This page has resources from the Teaching With Zines session.
Before our session, we invite you to take 5 or 10 minutes to reflect on the following questions. (You can also download and print a zineier version here.)
So you wanna teach with zines! That’s great. Here are some questions to help you think through a zine activity, whether it is a standalone thang or part of a longer-term course or series. You might answer all of these questions, or just a few.
- What do you want people to learn? This could be a specific skill, some information, or even a set of feelings.
- How do you see zines fitting into that? For example, as content (they’re legit learning about zines as zines), as a container for content (they’re learning about cooking by reading zines), or as a container for sharing what they’ve learned (making a zine about science they’ve learned), or something else altogether?
- Who are your learners or your audience? What is important to know about them?

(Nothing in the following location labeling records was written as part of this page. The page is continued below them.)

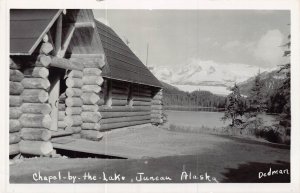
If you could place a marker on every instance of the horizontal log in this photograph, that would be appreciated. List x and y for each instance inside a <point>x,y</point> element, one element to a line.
<point>14,125</point>
<point>90,126</point>
<point>61,115</point>
<point>74,102</point>
<point>15,101</point>
<point>43,61</point>
<point>34,96</point>
<point>125,119</point>
<point>156,107</point>
<point>36,83</point>
<point>61,124</point>
<point>14,112</point>
<point>35,134</point>
<point>91,135</point>
<point>36,108</point>
<point>73,92</point>
<point>46,48</point>
<point>15,88</point>
<point>95,62</point>
<point>73,129</point>
<point>90,117</point>
<point>106,115</point>
<point>91,88</point>
<point>73,120</point>
<point>35,120</point>
<point>122,124</point>
<point>92,72</point>
<point>90,98</point>
<point>61,107</point>
<point>92,80</point>
<point>66,64</point>
<point>119,102</point>
<point>75,74</point>
<point>73,110</point>
<point>90,108</point>
<point>14,138</point>
<point>14,149</point>
<point>141,103</point>
<point>74,82</point>
<point>35,147</point>
<point>124,108</point>
<point>156,102</point>
<point>36,72</point>
<point>16,75</point>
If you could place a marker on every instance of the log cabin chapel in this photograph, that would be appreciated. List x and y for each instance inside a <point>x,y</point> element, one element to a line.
<point>71,75</point>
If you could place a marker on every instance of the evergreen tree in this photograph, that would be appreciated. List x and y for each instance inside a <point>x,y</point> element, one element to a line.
<point>234,106</point>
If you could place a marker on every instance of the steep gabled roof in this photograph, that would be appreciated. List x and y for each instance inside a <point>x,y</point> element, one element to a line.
<point>27,28</point>
<point>122,63</point>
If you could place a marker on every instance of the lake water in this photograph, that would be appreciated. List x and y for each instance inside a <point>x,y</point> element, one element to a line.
<point>196,118</point>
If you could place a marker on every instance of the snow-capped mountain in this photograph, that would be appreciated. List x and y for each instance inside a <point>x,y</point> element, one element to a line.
<point>206,75</point>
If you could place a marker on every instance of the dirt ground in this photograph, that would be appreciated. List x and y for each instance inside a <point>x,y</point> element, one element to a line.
<point>173,157</point>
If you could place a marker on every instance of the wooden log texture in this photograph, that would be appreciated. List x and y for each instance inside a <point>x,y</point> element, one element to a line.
<point>36,83</point>
<point>61,124</point>
<point>90,98</point>
<point>122,124</point>
<point>14,125</point>
<point>73,120</point>
<point>106,115</point>
<point>35,120</point>
<point>35,147</point>
<point>74,82</point>
<point>14,138</point>
<point>125,119</point>
<point>90,108</point>
<point>35,134</point>
<point>61,115</point>
<point>91,117</point>
<point>119,102</point>
<point>124,109</point>
<point>74,102</point>
<point>73,110</point>
<point>92,80</point>
<point>141,103</point>
<point>91,135</point>
<point>90,126</point>
<point>46,48</point>
<point>156,107</point>
<point>14,112</point>
<point>92,72</point>
<point>36,72</point>
<point>73,92</point>
<point>15,88</point>
<point>15,101</point>
<point>75,74</point>
<point>36,108</point>
<point>14,149</point>
<point>34,96</point>
<point>73,129</point>
<point>61,107</point>
<point>91,88</point>
<point>16,75</point>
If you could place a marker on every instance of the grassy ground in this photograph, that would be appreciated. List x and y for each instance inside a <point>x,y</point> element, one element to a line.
<point>226,159</point>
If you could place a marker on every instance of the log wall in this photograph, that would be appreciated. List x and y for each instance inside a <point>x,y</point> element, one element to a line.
<point>30,118</point>
<point>92,98</point>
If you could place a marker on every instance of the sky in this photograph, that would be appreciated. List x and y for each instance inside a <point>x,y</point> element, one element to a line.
<point>224,37</point>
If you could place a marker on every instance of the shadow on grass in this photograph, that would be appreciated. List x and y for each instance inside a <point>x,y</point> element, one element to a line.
<point>249,173</point>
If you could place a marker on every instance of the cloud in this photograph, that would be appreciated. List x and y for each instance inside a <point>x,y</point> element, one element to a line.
<point>268,48</point>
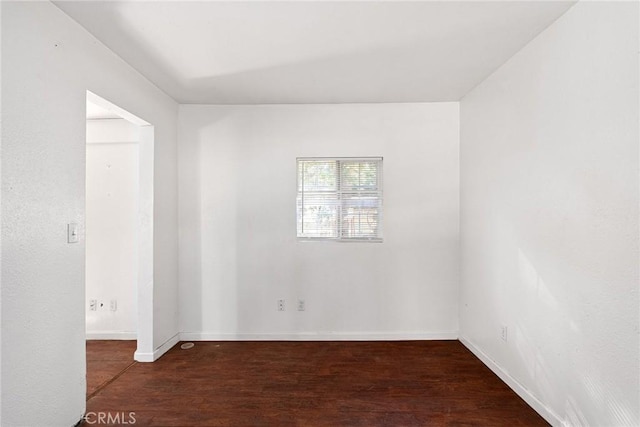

- What’s the timeframe? For example, will this all happen in one hour, or be spread over a series of meetings?
- What do you need to make it happen? Say, a long-arm stapler, or ideas for potential topics, or a stack of kid-friendly zines to browse.
- Write out the steps for what you expect learners to do:
- What are you worried about?
- What are you excited about?
- How will you know if it worked?
There’s a whole page on this very website filled with resources for teaching with zines: http://zinelibraries.info/running-a-zine-library/teaching-with-zines/. You can also download the Teaching With Zines zine (pdf).
If you’re working with children, this post about zines for kids may be helpful.